Title

A Faithful Account of Where I Live: The Letters of Cid Corman and William Bronk

18 January 67

Dear Cid,

You are correct about those two nodding errors of punctuation and I am grateful for your alertness in correcting them. I never use the typewriter willingly and perhaps as a consequence do not use it well; but it should also be admitted that even in longhand I often neglect periods. No doubt Freud would know why.

I am glad to have your opposition to my poems more clearly stated in this letter though it comes at a time when I have ceased to be able to reply very adequately as I would like to do. I have less and less sense of myself as a discrete entity, and of "my position" as even expressible in words let alone defensible. Bob Hawley-as you may well know-has just reissued Duncan's early poems with a statement by Duncan about how he came to poetry and what he used it for then. [A book of resemblances : poems: 1950-1953. New Haven : H. Wenning, 1966] There is hardly a statement in that first paragraph of his account which is not opposite to what I would say of myself and my own work if I were to say it. I never had a clue to what Duncan was doing before this; though obviously we were doing different things. Likewise with this letter of yours. When you have berated me as you have been doing now for several years, I have had no clue as to why you should berate me except from spite and cruelty. So I have been hurt and bewildered and unable to reply to you. What had I done to call out that response? I didn't have any idea. And the fact that once (I had the old letters as evidence) you had found my poems to your taste made it only more puzzling. But this letter I had from you today helps me to know across what field we face each other from opposite sides. (Though as I said up the page a ways I don't know anymore if I stand anywhere.)

Belief and reason. Yes, as you say, I am clearly doomed by my very approach. You know, maybe, someone who isn't? But I'm sure you do know the old story of the inveterate gambler who was warned away from a certain game on the grounds that it was crooked and replied that he knew it was crooked but that it was the only game and town. Belief and reason, God help us, are the only game in town. Who knows better than I know, how, --so to speak-crooked they are. But this is what it is to be human. I do not understand your saying that you do not value either of them and I can't begin to cope with your saying it but it is a position which is definable as position and I can have some clue how someone in that position might think all my talk about them a dreary nonsense. Of course, of course! So that's what he means. Perhaps I should have sensed this long ago. But I didn't-any more than I sensed how Duncan could have a definable position from which he had written his poetry so diverse from mine. But be assured I don't identify with Coleridge's statement either and it seems to me also a description of some- thing that doesn't happen, at least to me.

Surely it can't surprise you or present any great obstacle that "so many words in [my] poems contradict themselves." Would it be about human experience otherwise? You aren't that naïve.

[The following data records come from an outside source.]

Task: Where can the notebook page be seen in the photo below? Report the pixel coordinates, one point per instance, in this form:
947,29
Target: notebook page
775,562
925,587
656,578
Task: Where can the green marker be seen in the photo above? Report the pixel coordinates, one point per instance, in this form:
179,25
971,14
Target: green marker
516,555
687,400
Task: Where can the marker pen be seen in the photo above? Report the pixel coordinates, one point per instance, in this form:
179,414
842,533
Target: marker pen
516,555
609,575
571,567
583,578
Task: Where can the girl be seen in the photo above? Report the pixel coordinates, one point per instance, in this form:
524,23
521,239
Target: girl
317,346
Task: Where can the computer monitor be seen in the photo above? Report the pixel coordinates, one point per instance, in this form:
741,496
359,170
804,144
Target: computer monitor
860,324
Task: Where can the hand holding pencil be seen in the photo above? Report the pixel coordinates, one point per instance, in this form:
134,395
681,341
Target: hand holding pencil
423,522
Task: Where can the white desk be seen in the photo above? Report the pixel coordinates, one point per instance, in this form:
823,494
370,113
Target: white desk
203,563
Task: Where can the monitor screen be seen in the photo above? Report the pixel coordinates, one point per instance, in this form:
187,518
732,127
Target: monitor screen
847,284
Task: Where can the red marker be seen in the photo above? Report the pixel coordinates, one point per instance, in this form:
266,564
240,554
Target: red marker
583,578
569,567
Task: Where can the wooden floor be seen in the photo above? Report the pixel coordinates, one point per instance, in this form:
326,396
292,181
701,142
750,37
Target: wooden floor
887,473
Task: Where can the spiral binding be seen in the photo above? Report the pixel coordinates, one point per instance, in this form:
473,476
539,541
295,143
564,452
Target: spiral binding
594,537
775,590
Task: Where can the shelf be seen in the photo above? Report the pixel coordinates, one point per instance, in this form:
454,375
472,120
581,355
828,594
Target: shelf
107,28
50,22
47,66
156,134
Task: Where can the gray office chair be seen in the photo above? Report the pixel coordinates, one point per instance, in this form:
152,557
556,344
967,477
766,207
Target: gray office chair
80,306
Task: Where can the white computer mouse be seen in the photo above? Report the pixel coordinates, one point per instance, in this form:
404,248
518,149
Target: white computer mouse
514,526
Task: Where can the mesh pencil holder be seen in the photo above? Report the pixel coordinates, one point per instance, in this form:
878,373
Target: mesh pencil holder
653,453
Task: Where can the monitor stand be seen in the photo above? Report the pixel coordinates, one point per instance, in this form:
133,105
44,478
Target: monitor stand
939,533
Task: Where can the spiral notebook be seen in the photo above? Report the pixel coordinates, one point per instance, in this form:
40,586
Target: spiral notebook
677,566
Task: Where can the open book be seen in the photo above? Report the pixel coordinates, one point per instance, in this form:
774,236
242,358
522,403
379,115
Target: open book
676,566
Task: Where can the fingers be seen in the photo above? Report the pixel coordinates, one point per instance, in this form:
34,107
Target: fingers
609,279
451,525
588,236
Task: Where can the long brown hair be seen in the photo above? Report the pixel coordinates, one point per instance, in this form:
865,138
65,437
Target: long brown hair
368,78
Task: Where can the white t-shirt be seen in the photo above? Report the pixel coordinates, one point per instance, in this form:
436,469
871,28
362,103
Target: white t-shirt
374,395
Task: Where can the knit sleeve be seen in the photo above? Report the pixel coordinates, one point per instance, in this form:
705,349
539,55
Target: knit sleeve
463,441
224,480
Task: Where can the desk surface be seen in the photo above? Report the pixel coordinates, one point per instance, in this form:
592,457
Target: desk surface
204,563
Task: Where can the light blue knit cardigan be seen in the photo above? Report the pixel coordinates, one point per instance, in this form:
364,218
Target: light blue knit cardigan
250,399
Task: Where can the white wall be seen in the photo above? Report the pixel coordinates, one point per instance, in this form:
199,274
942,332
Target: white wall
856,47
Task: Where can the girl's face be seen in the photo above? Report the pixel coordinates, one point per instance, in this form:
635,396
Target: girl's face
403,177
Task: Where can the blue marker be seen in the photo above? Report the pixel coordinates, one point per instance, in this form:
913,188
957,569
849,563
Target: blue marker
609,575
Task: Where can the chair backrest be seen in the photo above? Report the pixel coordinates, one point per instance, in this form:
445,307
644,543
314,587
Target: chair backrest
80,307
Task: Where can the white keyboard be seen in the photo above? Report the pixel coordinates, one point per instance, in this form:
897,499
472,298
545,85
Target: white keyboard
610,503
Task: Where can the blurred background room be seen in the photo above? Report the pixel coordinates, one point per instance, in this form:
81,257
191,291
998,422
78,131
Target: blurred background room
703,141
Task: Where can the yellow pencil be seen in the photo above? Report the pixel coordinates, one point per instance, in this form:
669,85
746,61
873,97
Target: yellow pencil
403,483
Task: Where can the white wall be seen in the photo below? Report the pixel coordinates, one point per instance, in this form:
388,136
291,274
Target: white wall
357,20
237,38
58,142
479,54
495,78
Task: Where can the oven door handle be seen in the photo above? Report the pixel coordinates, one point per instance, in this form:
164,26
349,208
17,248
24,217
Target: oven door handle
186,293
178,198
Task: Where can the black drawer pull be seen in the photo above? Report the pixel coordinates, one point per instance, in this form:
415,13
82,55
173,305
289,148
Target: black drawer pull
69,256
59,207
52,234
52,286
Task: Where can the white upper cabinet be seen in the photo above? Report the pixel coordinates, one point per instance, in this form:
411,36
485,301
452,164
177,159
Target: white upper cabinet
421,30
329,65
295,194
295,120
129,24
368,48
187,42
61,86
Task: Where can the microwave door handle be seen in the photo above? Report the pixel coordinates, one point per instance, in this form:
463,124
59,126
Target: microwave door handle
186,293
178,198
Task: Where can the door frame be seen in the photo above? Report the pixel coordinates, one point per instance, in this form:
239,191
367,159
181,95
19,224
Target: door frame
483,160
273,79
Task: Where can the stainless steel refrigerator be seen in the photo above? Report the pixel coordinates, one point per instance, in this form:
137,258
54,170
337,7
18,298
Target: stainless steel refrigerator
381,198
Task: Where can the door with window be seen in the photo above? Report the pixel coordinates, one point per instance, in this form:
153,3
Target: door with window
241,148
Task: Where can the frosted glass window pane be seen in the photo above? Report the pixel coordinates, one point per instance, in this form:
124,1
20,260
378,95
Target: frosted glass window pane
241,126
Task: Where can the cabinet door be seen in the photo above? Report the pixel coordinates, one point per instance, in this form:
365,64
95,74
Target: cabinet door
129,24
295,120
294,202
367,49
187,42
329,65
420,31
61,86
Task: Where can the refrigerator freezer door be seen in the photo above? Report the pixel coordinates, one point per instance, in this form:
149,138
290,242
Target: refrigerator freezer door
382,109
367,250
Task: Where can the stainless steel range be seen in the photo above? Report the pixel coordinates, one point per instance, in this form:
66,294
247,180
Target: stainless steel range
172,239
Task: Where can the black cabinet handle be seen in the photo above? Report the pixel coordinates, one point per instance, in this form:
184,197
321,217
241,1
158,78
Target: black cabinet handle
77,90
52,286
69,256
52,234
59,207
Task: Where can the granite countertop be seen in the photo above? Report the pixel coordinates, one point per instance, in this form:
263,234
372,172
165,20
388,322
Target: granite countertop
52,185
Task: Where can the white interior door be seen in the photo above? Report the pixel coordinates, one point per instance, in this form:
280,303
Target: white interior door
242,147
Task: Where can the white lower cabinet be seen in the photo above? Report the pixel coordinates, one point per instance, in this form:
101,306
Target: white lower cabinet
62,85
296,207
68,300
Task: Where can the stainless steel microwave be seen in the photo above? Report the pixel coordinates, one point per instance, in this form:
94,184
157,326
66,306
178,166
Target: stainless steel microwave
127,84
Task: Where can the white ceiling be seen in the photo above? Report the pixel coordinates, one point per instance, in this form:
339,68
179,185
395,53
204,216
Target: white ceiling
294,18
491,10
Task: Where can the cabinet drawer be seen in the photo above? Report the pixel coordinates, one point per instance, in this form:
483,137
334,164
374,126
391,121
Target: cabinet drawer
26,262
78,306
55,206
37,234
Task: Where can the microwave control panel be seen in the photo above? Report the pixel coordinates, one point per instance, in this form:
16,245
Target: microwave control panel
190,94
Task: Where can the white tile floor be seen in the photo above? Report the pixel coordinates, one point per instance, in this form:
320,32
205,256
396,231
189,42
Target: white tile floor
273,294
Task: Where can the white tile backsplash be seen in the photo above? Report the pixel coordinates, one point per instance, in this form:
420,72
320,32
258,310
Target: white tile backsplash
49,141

And the example you give is just a failure to understand my statement at that point which is not (other than technically) a contradiction: We must assume centrality and concentricity and speak from that position because otherwise (i.e. if we are eccentric) nothing we say matters. (I am coming closer and closer now to the idea that nothing we say (or do) matters anyway)

We cling to an idea of ourselves and an idea of the world and are reluctant to let go even when the ideas are not really tenable any longer. If you have passed so far beyond this that the exhortation "Let go" no longer represents for you any conflict then of course this poem would seem trivial and unnecessary to you as it perhaps does.

We have a concept of "real" and a concept of "time" though we may find it impossible to put anything very big in either category and expect it to stay there. But this is what it is about - this is what confronts us -- this is the face of the seam. "Others" is a concept of the same sort and so is "I" or "self." My poetry is about all of those things of which we have concepts but which we find non-existent or unapproachable, and about our experience of finding them so. It would appear that you would like me to forget about that experience - to mature out of it -as boys are exhorted to do - and go on to other things. But to me there are no other things to go on to and to pretend that there are would be the most desperate kind of evasion, the dreamiest escapism and eccentricity. But, as you suggest, this gets me nowhere. I wish you joy of your antipodes.